From the Holy Mountain
- Author: William Dalrymple
- Language: English
- Subject: Travel
- Genre: Non-fiction
- Publisher: HarperCollins
- Publication date: 1997
- Publication place: United Kingdom
- Media type: Print
- Pages: xvi, 483
- ISBN: 978-0143031086
- OCLC: 37928466
- Preceded by: City of Djinns
- Followed by: The Age of Kali

= From the Holy Mountain =

1997 book by William Dalrymple

From the Holy Mountain is a 1997 historical travel book by William Dalrymple that deals with the affairs of the Eastern Christians.

==Overview==
Dalrymple's third book, From the Holy Mountain: A Journey in the Shadow of Byzantium (1997) saw him trace the ties of Eastern Orthodox congregations scattered in the Middle East to their ancient origins; it also deals with the question of how they have fared over centuries of Islamic rule and the complex relationship of Islam, Judaism, and Christianity in the Middle East.

In his first book In Xanadu Dalrymple had followed the route taken by Marco Polo from Jerusalem to Mongolia.

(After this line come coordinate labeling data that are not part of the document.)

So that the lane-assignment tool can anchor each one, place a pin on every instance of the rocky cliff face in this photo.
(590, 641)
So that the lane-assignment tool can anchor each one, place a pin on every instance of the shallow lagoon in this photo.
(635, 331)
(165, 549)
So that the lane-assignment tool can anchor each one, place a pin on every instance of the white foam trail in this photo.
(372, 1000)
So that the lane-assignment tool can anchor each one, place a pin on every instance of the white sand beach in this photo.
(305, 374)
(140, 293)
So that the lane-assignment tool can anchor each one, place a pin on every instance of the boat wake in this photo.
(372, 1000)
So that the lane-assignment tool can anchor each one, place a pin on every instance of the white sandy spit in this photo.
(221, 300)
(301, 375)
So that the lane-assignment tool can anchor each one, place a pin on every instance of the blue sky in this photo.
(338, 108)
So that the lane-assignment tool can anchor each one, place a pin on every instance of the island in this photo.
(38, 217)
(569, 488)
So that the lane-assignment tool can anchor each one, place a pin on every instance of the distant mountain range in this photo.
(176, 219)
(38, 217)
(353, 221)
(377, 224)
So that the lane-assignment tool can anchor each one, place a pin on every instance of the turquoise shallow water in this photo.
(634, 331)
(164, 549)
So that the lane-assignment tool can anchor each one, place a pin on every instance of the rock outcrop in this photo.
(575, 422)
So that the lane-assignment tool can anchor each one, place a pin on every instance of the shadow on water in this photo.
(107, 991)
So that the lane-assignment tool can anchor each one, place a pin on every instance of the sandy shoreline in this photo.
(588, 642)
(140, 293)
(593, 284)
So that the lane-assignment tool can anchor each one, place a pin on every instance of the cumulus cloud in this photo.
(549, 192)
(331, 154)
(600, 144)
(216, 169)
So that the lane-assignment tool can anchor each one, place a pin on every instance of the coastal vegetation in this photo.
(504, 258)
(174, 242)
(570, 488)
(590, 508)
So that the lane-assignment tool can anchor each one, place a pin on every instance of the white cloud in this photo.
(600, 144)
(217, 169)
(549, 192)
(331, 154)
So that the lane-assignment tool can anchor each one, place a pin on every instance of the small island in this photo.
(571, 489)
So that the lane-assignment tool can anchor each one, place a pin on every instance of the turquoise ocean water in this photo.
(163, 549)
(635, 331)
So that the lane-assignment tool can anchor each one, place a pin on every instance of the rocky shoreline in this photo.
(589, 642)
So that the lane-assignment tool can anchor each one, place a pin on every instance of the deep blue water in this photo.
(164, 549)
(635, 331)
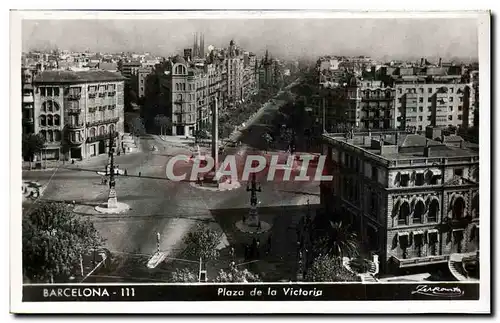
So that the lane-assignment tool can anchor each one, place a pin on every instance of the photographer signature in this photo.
(438, 291)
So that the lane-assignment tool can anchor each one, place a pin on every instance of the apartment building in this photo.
(76, 112)
(192, 89)
(438, 100)
(412, 199)
(28, 112)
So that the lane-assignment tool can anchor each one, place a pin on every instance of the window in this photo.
(418, 212)
(374, 173)
(419, 179)
(433, 243)
(405, 180)
(404, 212)
(433, 211)
(419, 241)
(57, 135)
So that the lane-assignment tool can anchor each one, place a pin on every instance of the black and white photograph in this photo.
(193, 157)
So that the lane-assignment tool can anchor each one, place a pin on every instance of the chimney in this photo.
(427, 149)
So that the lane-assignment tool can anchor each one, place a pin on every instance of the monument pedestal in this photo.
(112, 200)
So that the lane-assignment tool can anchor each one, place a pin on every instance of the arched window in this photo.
(404, 212)
(432, 214)
(475, 206)
(180, 69)
(418, 212)
(57, 135)
(459, 208)
(50, 136)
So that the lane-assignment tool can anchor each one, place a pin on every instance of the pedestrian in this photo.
(269, 239)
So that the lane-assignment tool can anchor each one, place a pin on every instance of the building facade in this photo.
(76, 112)
(441, 101)
(28, 103)
(413, 200)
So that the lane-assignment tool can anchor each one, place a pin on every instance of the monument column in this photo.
(215, 133)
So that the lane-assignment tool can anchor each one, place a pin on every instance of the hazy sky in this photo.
(379, 38)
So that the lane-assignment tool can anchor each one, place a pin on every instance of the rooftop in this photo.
(382, 145)
(60, 76)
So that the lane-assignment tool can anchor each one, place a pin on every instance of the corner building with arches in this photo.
(412, 199)
(77, 111)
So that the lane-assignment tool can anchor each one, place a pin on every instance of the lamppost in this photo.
(253, 217)
(112, 200)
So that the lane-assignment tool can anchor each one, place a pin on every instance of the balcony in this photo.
(101, 122)
(101, 137)
(420, 261)
(75, 126)
(74, 110)
(378, 98)
(74, 96)
(28, 98)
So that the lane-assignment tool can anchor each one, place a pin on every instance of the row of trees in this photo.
(32, 145)
(54, 242)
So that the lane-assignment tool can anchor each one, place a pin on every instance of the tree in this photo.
(137, 126)
(32, 145)
(184, 275)
(163, 122)
(234, 275)
(54, 240)
(202, 243)
(329, 269)
(268, 140)
(338, 241)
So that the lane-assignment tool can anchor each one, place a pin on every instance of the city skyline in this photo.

In this book he follows the route taken by sixth-century monk John Moschos who traveled through the eastern Byzantine world, culminating at Constantinople, where Moschos wrote his book, the Spiritual Meadow. A large part of the book covers the lives of the final remaining Christian communities in Asia Minor, the Levant and Egypt as they are driven away from the region by civil war and factional violence.

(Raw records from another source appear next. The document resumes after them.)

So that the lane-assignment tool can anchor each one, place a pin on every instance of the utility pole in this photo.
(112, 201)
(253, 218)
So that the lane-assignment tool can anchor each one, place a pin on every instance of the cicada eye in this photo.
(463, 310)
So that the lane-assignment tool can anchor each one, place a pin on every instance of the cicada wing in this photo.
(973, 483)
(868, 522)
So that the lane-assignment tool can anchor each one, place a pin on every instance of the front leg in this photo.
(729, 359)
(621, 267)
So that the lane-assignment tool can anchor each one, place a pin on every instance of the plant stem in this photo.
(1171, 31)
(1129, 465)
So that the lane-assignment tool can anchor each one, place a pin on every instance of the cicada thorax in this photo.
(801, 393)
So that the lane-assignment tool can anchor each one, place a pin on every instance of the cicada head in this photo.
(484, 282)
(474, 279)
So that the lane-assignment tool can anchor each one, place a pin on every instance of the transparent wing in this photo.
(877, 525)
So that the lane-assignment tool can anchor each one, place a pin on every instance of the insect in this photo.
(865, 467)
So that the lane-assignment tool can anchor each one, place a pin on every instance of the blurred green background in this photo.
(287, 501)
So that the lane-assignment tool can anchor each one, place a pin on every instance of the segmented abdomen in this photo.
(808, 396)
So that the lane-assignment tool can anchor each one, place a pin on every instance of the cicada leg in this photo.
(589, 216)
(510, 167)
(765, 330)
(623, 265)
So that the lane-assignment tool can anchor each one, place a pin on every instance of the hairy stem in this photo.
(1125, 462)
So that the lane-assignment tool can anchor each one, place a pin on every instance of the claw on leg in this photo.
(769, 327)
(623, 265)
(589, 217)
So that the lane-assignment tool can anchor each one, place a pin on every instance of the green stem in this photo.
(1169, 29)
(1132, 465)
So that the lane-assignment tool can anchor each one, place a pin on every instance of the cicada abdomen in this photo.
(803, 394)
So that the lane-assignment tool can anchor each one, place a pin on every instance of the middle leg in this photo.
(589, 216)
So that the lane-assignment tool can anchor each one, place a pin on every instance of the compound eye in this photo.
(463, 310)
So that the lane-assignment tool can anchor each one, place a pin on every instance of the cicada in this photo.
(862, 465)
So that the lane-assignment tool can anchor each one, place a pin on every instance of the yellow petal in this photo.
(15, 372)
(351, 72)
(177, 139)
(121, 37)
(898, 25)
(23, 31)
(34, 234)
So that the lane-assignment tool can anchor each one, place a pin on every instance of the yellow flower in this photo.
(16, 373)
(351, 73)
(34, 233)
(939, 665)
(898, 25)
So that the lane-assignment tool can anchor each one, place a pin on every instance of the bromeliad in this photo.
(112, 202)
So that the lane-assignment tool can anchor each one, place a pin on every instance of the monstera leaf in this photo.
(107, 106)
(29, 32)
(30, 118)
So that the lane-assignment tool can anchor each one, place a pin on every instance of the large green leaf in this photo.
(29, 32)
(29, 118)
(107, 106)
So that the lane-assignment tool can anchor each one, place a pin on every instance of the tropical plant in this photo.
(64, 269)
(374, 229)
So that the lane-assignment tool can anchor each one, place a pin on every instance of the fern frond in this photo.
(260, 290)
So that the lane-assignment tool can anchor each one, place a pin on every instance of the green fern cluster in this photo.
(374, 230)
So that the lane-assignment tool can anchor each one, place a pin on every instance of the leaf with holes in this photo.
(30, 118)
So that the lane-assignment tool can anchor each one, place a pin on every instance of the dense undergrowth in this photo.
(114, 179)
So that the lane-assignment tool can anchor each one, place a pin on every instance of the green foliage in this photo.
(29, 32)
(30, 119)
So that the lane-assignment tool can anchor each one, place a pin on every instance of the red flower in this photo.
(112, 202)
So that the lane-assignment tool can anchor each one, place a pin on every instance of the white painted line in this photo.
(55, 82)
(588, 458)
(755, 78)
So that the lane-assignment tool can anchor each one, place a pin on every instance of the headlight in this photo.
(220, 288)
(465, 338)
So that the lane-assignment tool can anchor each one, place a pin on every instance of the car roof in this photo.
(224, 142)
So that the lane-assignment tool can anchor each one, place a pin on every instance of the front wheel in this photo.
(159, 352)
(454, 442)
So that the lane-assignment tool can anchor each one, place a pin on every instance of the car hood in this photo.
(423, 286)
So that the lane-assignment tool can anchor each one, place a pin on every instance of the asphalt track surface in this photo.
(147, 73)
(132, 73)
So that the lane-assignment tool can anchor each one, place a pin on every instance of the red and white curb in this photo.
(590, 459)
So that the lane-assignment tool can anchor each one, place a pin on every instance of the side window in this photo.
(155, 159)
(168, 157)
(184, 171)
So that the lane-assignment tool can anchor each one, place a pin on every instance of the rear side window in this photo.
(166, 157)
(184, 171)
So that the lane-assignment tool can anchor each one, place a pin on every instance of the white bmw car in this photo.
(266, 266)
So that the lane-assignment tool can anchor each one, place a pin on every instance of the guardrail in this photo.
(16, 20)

Dalrymple's journey in the footsteps of Moschos starts from Mount Athos, Greece, at the end of June 1994, proceeds to Istanbul, and thence to eastern Turkey. Here he crosses the border and enters Syria. The next stop is Lebanon which is just at the end of its civil war, after which he crosses into Israel, the West Bank in December and concludes his trip in December in Egypt at the monastery of Deir ul-Muharraq which had just been attacked by the Gemaat al-Islamiyya.

==Reception==
Ted Conover of The New York Times wrote "Dalrymple, a decidedly learned sort who allows that at Cambridge I spent my final year specializing in the study of Hiberno-Saxon art," has a zeal for ecclesiastical arcana that occasionally blinds him to the limits of what might interest the general reader. ("Scholars believe that work produced in the Tur Abdin may well once have provided the inspiration for the very first figurative Christian art in Britain," he enthuses.) But this passion is leavened by his dark sense of humor and talent as a journalist.